Los proverbios, considerados por muchos como el epítome de la sabiduría humana, se remontan sin duda a la más remota antigüedad. Numerosos investigadores afirman, en este sentido, que antecedieron a los libros, e incluso a la escritura, ya que se transmitían oralmente aún antes de la invención de esta última. Por otra parte, los proverbios han tenido desde siempre una difusión universal. Se sabe con certeza que existieron en civilizaciones antiguas, tales como las de China, Egipto, la India y Persia, y naturalmente también en las culturas griega y romana. De modo especial, han dejado una profunda huella en las culturas árabe y hebrea.

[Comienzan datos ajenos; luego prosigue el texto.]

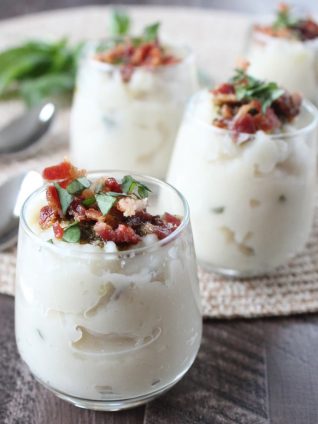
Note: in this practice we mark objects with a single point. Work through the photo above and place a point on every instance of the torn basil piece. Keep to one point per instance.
(150, 32)
(72, 234)
(89, 201)
(65, 197)
(105, 202)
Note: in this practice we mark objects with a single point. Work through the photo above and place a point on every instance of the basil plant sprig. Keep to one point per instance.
(38, 70)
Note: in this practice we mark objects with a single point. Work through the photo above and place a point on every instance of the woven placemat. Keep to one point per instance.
(294, 287)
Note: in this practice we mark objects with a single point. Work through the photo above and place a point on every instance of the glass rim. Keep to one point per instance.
(104, 67)
(120, 253)
(306, 104)
(267, 20)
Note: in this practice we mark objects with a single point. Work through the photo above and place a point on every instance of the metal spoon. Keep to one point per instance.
(13, 193)
(24, 134)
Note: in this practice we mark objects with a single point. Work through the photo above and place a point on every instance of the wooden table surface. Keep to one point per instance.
(261, 371)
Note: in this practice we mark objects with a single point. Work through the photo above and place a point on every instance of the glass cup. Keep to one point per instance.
(129, 125)
(291, 63)
(108, 330)
(251, 199)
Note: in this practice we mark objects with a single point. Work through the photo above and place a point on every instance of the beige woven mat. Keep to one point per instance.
(293, 288)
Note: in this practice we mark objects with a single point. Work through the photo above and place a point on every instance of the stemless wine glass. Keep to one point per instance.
(251, 197)
(108, 330)
(129, 124)
(291, 63)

Los proverbios constituyen, de hecho, una forma de literatura oral, en la que puede verse, en cierto modo, la madre de la literatura escrita. Por medio de ellos, el hombre logra resumir sus experiencias vivenciales en dichos cortos y sentenciosos, que se irán transmitiendo de generación en generación, trascendiendo a veces fronteras entre pueblos y barreras lingüísticas. Los investigadores son unánimes en afirmar, a este respecto, que muchos proverbios son comunes a pueblos distintos, en formas muy similares o con pequeñas variaciones.
Israel Cohen, en su monumental compilación de proverbios Ze leumat ze ("Uno frente al otro"), publicada en 1954, nos recuerda que todos los hombres están hechos de la misma arcilla: "Un mismo Dios nos creó y nos infundió su sabiduría. La naturaleza humana es una e idéntica. Orientales y occidentales, hombres de color o de piel blanca, todos son esencialmente iguales. El amor, el hambre y el temor ante la existencia son los primeros motores de todas los seres hechos a imagen y semejanza del Creador. Sin duda, el entorno civilizado o salvaje agregan un carácter específico a estos factores, pero ninguna civilización puede extirpar ni siquiera atenuar las pulsiones primordiales del ser humano. Por ello, los investigadores de los proverbios llegan a la conclusión de que existe gran parecido entre ellos. Un proverbio que ofrece un buen consejo reaparece, en una versión similar o en diferentes variantes, en distintos pueblos alejados unos de otros".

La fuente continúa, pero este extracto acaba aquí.